I first became friends with Lily when I found out she was failing anatomy during my first semester of med school. It was a doomed friendship.
I was pretty lonely back then, so I certainly wouldn’t have turned away any friends at that time. Lily had a lot of important qualities I look for in a friend: she was nice, she was talkative, and most importantly, she wanted to be my friend too.
Lily had a great sob story. Her roommates, who were also her lab partners, were really mean to her. She ate some of their cereal and they screamed at her. I could relate to that.
Except there were always these signs that her stories weren’t exactly true. Like maybe she wasn’t as much of a victim as she made herself out to be. Namely, I knew one of her roommates pretty well and that girl was awesome. The roommate told me some stories about Lily that made my toes curl, but I told myself that it was probably just misunderstandings.

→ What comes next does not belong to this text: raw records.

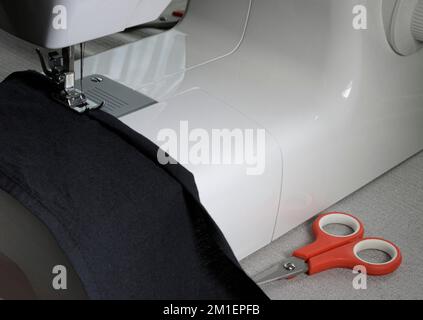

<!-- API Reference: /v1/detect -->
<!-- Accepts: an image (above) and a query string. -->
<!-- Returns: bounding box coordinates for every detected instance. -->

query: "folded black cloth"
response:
[0,72,266,299]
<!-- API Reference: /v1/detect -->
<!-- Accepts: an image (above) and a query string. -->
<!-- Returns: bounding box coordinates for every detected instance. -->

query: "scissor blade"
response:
[253,257,308,285]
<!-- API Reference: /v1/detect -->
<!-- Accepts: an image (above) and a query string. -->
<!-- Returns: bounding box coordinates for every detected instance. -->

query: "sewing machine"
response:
[0,0,423,272]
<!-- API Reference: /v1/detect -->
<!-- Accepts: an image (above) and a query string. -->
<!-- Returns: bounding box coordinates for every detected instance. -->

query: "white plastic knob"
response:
[411,0,423,42]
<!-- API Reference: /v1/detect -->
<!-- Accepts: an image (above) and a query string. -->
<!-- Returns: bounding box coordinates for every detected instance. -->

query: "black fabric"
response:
[0,72,266,299]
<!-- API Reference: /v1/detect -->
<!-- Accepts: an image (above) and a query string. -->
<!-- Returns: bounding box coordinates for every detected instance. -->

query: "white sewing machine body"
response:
[0,0,423,258]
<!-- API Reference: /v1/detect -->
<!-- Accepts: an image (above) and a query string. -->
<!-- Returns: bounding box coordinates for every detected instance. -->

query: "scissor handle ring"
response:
[353,238,400,266]
[308,238,402,276]
[316,212,363,238]
[293,212,364,261]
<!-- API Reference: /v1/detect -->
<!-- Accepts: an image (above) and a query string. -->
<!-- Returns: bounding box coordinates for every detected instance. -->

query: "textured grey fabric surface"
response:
[242,153,423,299]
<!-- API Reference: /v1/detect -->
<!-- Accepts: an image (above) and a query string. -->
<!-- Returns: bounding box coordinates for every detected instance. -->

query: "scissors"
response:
[253,212,402,285]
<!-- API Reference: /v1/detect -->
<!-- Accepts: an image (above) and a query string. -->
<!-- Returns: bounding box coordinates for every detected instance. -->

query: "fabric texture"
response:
[0,72,267,299]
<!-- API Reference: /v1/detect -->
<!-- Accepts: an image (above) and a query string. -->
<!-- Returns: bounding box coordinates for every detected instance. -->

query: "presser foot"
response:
[52,89,104,113]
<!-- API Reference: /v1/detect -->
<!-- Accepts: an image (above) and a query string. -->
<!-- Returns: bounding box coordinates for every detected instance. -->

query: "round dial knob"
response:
[411,0,423,42]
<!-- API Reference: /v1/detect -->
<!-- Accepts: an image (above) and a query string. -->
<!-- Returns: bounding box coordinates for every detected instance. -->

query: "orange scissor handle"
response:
[293,212,364,261]
[308,238,402,276]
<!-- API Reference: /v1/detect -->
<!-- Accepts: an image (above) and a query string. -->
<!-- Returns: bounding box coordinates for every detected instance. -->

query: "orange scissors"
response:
[254,212,402,285]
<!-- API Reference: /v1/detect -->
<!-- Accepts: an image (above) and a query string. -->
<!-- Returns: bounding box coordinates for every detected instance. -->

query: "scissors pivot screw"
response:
[283,262,297,271]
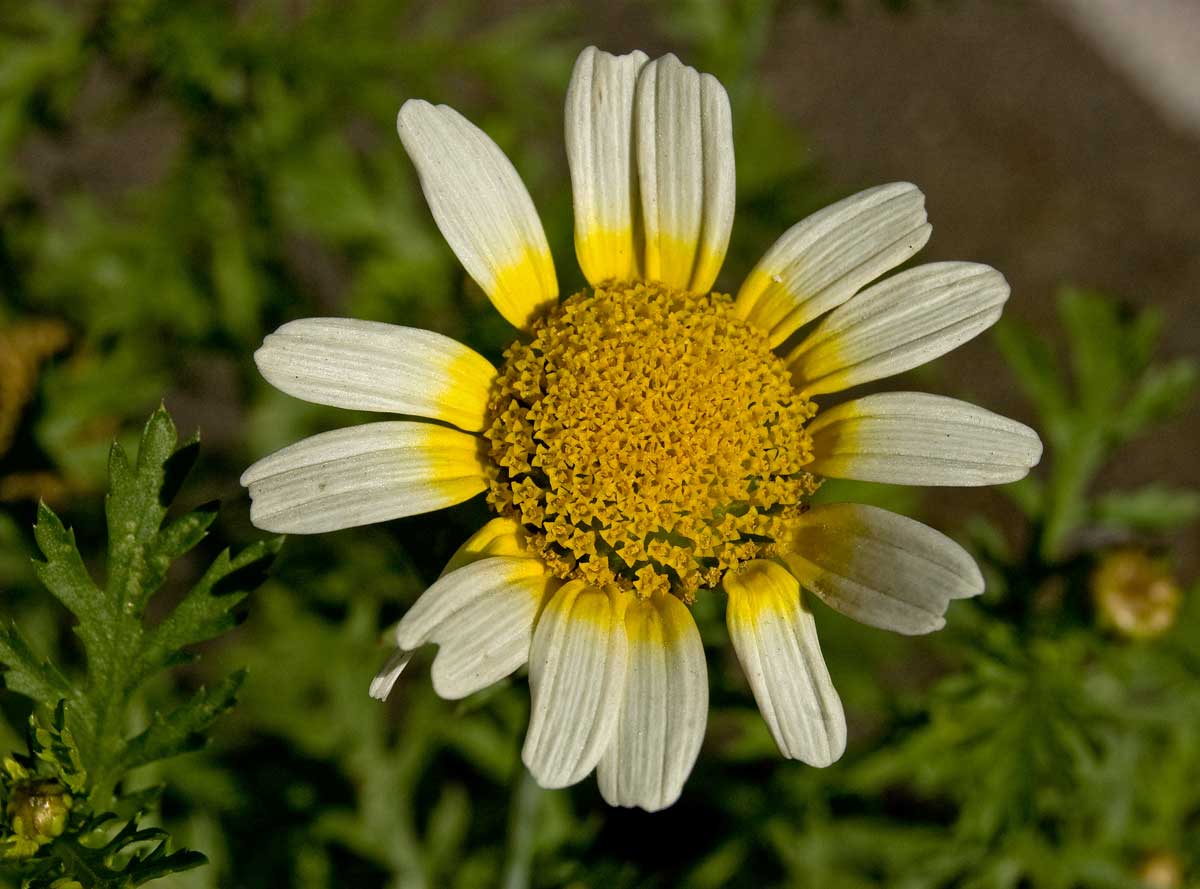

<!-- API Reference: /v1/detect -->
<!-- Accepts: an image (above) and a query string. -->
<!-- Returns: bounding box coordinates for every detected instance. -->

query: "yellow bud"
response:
[1092,549,1182,639]
[5,779,74,848]
[1138,852,1183,889]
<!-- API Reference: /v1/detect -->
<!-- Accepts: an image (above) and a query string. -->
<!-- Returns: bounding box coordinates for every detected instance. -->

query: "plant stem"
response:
[503,765,546,889]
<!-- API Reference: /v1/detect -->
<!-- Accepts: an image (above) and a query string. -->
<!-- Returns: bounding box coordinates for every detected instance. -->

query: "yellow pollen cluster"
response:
[486,283,817,602]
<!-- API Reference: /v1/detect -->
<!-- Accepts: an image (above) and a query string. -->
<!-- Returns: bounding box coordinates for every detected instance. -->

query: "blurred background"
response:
[0,0,1200,889]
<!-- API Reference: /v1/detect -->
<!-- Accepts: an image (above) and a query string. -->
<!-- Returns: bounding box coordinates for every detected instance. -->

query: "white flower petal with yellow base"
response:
[725,559,846,767]
[566,47,648,284]
[634,55,736,293]
[530,581,628,787]
[254,318,496,432]
[442,516,538,577]
[241,420,487,534]
[396,555,557,699]
[396,100,558,329]
[805,392,1042,486]
[782,503,983,636]
[736,182,932,347]
[596,595,708,812]
[787,257,1008,396]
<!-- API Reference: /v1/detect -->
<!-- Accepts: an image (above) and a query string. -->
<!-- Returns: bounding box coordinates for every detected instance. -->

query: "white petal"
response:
[396,100,558,329]
[787,257,1008,396]
[566,47,647,284]
[596,595,708,812]
[254,318,496,432]
[442,517,538,577]
[784,503,983,635]
[635,55,736,292]
[805,392,1042,486]
[724,560,846,767]
[241,421,487,534]
[370,648,413,701]
[736,182,932,347]
[521,581,626,787]
[396,555,553,699]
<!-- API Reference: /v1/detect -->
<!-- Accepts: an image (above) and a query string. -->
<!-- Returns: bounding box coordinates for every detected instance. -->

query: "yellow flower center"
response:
[485,283,818,602]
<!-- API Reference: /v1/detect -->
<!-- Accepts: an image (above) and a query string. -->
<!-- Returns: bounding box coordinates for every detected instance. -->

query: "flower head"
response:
[242,48,1042,811]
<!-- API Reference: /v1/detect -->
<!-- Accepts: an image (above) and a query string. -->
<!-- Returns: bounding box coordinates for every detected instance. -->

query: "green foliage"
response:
[996,289,1200,558]
[0,0,1200,889]
[0,408,280,889]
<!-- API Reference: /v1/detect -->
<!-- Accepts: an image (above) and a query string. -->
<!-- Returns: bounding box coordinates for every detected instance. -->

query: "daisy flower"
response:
[241,48,1042,811]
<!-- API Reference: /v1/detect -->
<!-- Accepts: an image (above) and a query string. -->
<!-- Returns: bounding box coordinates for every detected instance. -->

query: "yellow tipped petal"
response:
[635,55,734,293]
[241,421,487,534]
[566,47,647,284]
[254,318,496,432]
[396,100,558,329]
[725,559,846,767]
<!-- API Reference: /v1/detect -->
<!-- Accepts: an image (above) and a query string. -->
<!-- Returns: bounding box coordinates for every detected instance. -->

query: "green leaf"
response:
[106,406,199,613]
[34,503,103,644]
[0,407,274,889]
[1115,359,1198,440]
[121,671,246,769]
[0,623,72,707]
[995,318,1069,434]
[1096,485,1200,531]
[138,537,283,675]
[1058,288,1140,416]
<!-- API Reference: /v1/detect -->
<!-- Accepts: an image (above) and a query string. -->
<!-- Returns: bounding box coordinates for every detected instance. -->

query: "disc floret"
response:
[486,283,818,602]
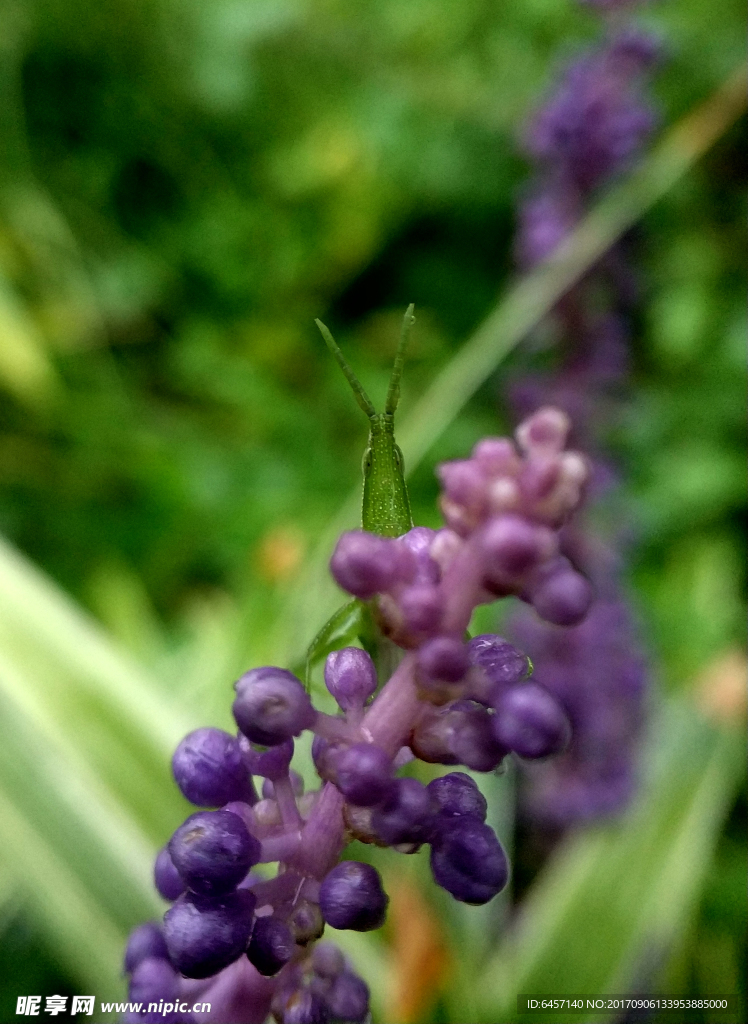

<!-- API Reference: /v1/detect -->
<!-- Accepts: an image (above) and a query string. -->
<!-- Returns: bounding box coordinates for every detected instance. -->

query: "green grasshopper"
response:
[304,303,415,687]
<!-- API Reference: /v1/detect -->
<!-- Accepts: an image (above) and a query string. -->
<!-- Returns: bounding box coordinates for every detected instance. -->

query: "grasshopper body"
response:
[305,304,415,686]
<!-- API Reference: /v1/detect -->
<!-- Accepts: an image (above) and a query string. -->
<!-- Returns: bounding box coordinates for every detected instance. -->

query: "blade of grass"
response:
[469,698,744,1024]
[275,65,748,664]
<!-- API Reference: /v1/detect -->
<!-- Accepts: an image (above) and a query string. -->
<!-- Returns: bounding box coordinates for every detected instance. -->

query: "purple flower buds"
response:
[164,889,256,978]
[171,728,254,807]
[418,637,470,683]
[467,633,531,692]
[335,743,392,807]
[325,647,377,711]
[330,529,416,601]
[154,846,185,902]
[431,815,509,905]
[232,667,315,746]
[247,915,296,978]
[320,860,389,932]
[494,683,572,758]
[426,771,488,821]
[530,558,592,626]
[169,811,261,896]
[371,778,437,846]
[127,956,177,1005]
[124,921,169,974]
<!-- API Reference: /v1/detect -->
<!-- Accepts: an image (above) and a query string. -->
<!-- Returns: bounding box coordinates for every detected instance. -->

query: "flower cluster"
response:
[120,409,592,1024]
[507,0,659,827]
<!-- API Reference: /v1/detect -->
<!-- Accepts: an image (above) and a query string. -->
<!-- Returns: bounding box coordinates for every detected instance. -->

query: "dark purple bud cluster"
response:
[126,409,590,1024]
[501,0,661,829]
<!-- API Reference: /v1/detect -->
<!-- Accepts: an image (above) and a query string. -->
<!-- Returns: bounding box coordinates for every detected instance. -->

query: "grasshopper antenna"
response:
[384,302,416,416]
[315,319,375,420]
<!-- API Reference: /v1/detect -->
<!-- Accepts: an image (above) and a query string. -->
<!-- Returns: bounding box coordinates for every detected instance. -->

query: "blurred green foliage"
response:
[0,0,746,1020]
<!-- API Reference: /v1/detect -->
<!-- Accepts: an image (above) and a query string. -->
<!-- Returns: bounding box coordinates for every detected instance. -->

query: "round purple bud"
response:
[467,633,531,690]
[247,914,296,978]
[325,647,377,711]
[531,567,592,626]
[398,526,441,584]
[232,666,315,746]
[164,889,256,978]
[483,515,548,580]
[426,771,488,821]
[311,942,345,978]
[418,637,470,683]
[398,584,444,633]
[171,728,255,807]
[431,815,509,906]
[124,921,169,974]
[127,956,177,1005]
[372,778,437,846]
[325,971,369,1024]
[330,529,416,601]
[450,700,509,771]
[154,846,185,903]
[274,986,330,1024]
[494,683,572,758]
[335,743,392,807]
[320,860,389,932]
[169,811,261,896]
[239,734,293,781]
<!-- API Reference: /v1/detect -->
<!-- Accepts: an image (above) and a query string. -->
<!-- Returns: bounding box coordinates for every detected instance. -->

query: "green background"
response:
[0,0,746,1024]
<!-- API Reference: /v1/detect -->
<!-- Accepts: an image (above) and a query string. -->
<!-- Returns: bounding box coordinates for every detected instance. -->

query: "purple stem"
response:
[273,772,303,829]
[293,782,345,879]
[313,711,361,743]
[259,828,301,864]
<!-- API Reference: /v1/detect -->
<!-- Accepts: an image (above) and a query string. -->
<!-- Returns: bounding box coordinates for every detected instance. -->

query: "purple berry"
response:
[531,567,592,626]
[127,956,177,1004]
[467,633,531,690]
[124,921,169,974]
[274,987,330,1024]
[288,899,325,946]
[311,942,345,978]
[239,734,293,781]
[431,815,509,906]
[483,515,549,582]
[372,778,437,846]
[320,860,389,932]
[169,811,261,896]
[494,683,572,758]
[398,526,441,584]
[171,728,255,807]
[232,666,315,746]
[335,743,392,807]
[247,915,296,978]
[399,584,444,633]
[164,889,256,978]
[325,647,377,711]
[325,971,369,1024]
[154,846,185,903]
[450,700,509,771]
[426,771,488,821]
[418,637,470,683]
[330,529,417,601]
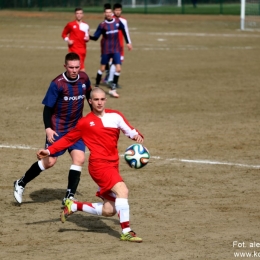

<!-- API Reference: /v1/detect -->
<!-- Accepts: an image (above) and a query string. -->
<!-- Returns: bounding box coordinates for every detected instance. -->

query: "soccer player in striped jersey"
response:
[14,52,91,204]
[90,5,132,97]
[106,3,131,86]
[61,7,89,71]
[37,88,143,243]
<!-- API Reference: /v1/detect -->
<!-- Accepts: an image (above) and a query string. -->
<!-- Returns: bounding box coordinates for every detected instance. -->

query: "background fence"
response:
[0,0,243,15]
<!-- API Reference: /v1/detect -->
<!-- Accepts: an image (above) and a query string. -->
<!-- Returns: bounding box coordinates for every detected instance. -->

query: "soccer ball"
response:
[124,144,150,169]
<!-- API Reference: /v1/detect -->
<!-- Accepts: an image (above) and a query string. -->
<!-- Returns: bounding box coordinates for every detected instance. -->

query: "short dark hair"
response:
[113,3,122,10]
[65,52,80,64]
[75,7,83,13]
[104,3,112,10]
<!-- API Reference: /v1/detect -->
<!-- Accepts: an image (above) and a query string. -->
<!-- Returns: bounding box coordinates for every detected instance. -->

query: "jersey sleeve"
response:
[42,82,59,107]
[119,20,131,44]
[90,25,102,41]
[117,112,144,139]
[119,17,132,43]
[61,23,70,40]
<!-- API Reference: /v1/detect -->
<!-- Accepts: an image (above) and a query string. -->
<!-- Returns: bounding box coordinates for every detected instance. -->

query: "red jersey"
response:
[61,21,89,53]
[48,109,143,163]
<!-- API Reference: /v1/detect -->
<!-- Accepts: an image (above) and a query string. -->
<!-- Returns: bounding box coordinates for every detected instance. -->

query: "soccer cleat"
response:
[107,81,122,89]
[120,231,143,243]
[60,199,74,223]
[14,180,24,204]
[61,196,78,206]
[108,89,119,98]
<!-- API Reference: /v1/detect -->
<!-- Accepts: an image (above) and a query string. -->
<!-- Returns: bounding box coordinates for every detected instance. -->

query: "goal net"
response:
[240,0,260,31]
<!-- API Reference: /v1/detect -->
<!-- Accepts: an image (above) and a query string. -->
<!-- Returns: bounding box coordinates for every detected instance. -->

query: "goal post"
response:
[240,0,260,30]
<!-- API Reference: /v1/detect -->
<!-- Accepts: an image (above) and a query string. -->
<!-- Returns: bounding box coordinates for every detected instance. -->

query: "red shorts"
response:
[88,162,123,201]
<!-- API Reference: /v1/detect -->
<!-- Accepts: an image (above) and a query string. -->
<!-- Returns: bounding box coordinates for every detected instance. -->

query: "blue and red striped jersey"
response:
[42,71,91,134]
[93,18,131,54]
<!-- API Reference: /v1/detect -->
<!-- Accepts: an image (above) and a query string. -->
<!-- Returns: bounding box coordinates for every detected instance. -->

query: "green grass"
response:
[1,4,240,15]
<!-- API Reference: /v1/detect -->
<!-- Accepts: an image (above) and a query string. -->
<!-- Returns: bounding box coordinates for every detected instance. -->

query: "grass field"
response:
[0,11,260,260]
[2,2,241,15]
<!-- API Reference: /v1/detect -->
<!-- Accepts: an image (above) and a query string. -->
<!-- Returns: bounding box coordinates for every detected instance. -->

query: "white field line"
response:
[0,144,260,169]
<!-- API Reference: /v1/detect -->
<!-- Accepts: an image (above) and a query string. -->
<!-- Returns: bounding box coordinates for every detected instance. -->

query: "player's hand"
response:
[68,40,74,45]
[84,34,89,42]
[45,128,59,144]
[133,135,144,144]
[37,149,49,160]
[126,43,133,51]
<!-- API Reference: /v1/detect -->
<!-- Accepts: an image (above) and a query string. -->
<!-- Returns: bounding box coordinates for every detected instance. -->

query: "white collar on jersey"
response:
[62,72,79,83]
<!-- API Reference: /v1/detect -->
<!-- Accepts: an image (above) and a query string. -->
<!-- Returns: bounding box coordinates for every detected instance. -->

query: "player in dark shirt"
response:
[90,5,132,98]
[14,52,91,203]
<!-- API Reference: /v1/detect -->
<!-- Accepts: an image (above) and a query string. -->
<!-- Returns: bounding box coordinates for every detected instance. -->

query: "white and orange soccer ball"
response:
[124,144,150,169]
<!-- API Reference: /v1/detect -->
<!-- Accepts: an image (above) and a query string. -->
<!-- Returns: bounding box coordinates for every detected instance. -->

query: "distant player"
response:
[106,3,131,83]
[61,7,89,71]
[90,5,132,97]
[14,52,91,203]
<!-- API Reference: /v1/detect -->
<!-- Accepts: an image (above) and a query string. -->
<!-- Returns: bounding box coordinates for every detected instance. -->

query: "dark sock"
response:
[96,73,102,85]
[65,170,81,198]
[18,162,42,187]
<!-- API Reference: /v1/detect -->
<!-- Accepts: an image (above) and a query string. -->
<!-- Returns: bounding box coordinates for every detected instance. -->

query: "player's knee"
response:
[102,205,116,217]
[102,210,116,217]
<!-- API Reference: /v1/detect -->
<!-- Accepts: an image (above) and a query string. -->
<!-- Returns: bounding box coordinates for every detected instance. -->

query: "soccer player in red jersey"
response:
[14,52,91,204]
[61,7,89,71]
[37,88,143,242]
[90,4,132,98]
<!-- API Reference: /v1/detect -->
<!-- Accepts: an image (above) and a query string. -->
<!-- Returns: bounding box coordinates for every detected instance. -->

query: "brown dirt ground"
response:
[0,11,260,260]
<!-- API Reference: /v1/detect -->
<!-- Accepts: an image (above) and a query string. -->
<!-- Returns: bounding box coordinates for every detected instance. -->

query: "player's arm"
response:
[89,25,102,41]
[61,23,73,45]
[118,112,144,143]
[41,120,82,155]
[86,80,93,111]
[119,20,132,51]
[43,105,59,143]
[119,17,132,44]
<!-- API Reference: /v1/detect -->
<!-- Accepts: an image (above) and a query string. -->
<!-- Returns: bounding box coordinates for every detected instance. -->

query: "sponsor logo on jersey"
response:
[63,95,85,101]
[106,30,118,34]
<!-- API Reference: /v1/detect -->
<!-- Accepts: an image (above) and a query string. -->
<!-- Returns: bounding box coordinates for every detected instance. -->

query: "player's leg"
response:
[108,54,124,88]
[62,140,85,205]
[79,53,86,72]
[111,181,142,243]
[14,157,57,203]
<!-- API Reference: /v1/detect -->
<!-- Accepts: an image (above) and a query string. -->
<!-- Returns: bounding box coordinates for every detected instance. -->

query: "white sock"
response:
[115,198,131,234]
[38,161,45,171]
[108,64,116,81]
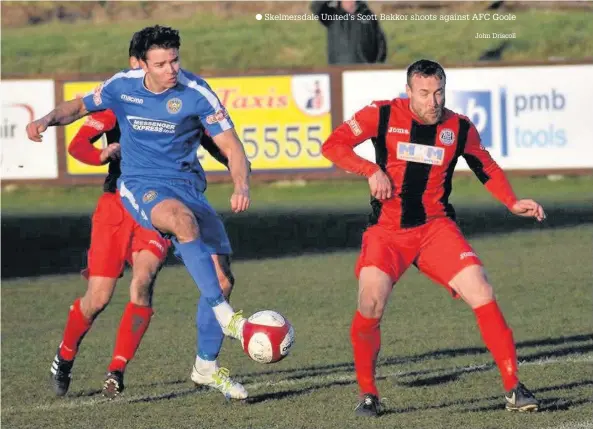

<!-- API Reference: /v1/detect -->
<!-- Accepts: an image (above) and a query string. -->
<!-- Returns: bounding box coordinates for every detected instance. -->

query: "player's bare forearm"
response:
[213,129,250,190]
[41,98,89,127]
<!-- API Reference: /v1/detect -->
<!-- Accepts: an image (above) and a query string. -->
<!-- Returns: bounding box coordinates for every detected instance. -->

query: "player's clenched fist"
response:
[231,189,251,213]
[100,143,121,164]
[27,119,47,143]
[511,200,546,222]
[369,170,393,200]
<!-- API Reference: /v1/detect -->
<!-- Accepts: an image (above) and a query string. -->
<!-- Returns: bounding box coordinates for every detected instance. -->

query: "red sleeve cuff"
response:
[486,169,517,210]
[68,142,103,165]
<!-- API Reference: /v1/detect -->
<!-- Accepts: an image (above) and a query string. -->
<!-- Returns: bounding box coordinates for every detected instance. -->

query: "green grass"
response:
[1,226,593,429]
[2,176,593,215]
[2,8,593,75]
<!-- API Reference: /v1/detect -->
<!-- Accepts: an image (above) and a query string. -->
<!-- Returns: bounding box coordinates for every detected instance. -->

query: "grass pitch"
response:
[1,226,593,429]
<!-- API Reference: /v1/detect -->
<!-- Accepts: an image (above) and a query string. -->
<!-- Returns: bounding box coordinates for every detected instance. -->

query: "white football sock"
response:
[194,356,218,375]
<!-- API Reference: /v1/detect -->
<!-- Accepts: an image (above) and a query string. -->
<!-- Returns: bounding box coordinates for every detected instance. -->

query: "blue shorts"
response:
[117,178,232,255]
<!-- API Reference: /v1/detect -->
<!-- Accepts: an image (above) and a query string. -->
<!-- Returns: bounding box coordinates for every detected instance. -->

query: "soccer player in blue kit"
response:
[27,25,250,399]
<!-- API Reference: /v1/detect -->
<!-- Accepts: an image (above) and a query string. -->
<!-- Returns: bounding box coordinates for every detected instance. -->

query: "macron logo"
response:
[459,252,478,259]
[121,94,144,104]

I tried to help Lily as much as I could. The thing is, it actually wasn’t that easy to fail anatomy where I went to school. The professor provided us with old exam questions that repeated each year, so all you had to do was go through the last few years of old exams. You might not honor, but you’d pass. Unless, of course, your knowledge of anatomy was so poor that you had zero chance of passing the practical or answering any questions that weren’t direct repeats.
Unfortunately, Lily was in that position. When we went over basic anatomy, she knew nothing. I genuinely tried to help her, but I could tell there was no way she was going to pass the final. And I was right.
Also, she failed all her other classes that semester.
Even though she didn’t tell me this, I heard from a reputable source that Lily had officially flunked out. I wasn’t sure what to believe though, because Lily kept going to classes like nothing had happened. In fact, when we were reforming lab groups for the second semester, she asked us if we could kick out a member of our group so that she could be part of the group instead.
Moreover, she continued to expect me to help her study. She wanted me to put aside my own work to help her. If she wasn’t even in our class anymore, it seemed a bit selfish for her to ask that of me. It got to the point where I felt like she was pestering me all the time. I would have just walked into the histology lab and immediately Lily would find me and say, “Hey, Fizzy, how have you been studying for the histology exam?”
Me: “I’m not sure. I just started studying like two minutes ago.”
Lily: “Yes, but what have you done so far?”
Me: “I told you, nothing. I just started two minutes ago. Literally.”
Lily: “Oh, okay.”
Then she would leave and come back in five minutes:
Lily: “So what have you been studying?”
And she started pestering me during class too. We had histology lectures where we would watch a large TV with slides on it while the lecturer talked about them (don’t you wish you were in med school?). And Lily would constantly ask me questions during these lectures:
Lily: “What did he say that was?”
Lily: “What about bone?”
Me: “I don’t know! It’s just bone!”
What I really wanted to say was, “Maybe I’d know more about the slide if you’d shut up for a minute.”
Anyway, it eventually got back to me that Lily thought I didn’t like her anymore.
It made me feel bad to hear that. I think we’ve all been in situations where we’ve been friends with someone and all of a sudden, they didn’t seem to like us anymore. And you wrack your brain, thinking, “What did I do wrong? What’s wrong with me?” I didn’t want to do that to someone. I’m nice. And I generally have a high limit of tolerance for annoying behavior. But Lily had managed to exceed that limit.
After about a month, Lily stopped going to class and she did end up repeating that year. We never became BFFs, but we were friendly. I wish I could say this story had a happy ending for Lily, but it doesn’t. At the very least, it got worse before it got better.